Mercifully, the medicine has helped. I no longer feel like I’m losing my mind. But I do feel like a prisoner. Every waking moment centers around her making trips to the bathroom. Sometimes she really DOES have to go. Othertimes she goes in there and doesn’t go at all—after all, why would she need to, as she just went 10 minutes ago!!
Yes, I could hire someone perhaps in the evening when she gets out of daycare. But I won’t pay under the table, and agencies have a 4-hour minimum. Do the math. I’m also in full charge of her all day Saturday and all day Sunday. Perversely, when someone is here, she doesn’t exhibit this behavior. We can also take her on long trips in the car, and she doesn’t have to go. Or sit through church services and then coffee hour, and she doesn’t have to go. But TV doesn’t seem to keep her away from the bathroom—she’ll get up in the middle of a favorite program, on the slightest “urge.”

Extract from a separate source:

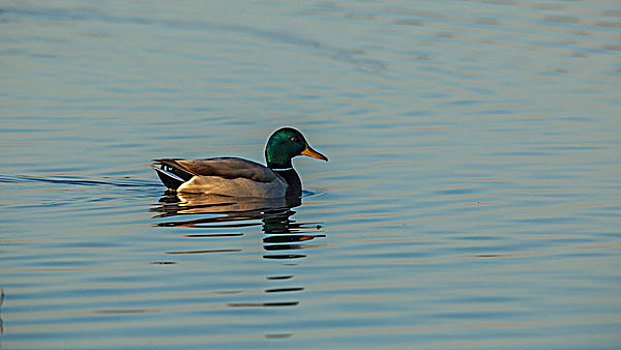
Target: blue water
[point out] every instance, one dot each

If she were a toddler, I’d put her in a playpen.
If she were a dog, I’d rehome her.
But she is my mother. And I really can’t see putting her in a nursing home because she’s still really pretty with it. The ADL skills have slipped—I have to help her dress, and cue her on how to bathe. But she is still very verbal, and still mobile, and can still feed herself.
So, any ideas?
I feel so trapped.
1. Confirm with a urologist that her urges are not a physical problem.
2. Find what will engage her adult coloring book with colored pencils.
3. Music, ipad. etc
Seems like this behavior is a way of her getting you to spend time with her. Every time she goes to the bathroom she knows you will come. Dementia is memory loss it doesn’t mean that they are free from being manipulative or fearful or not want to be by herself.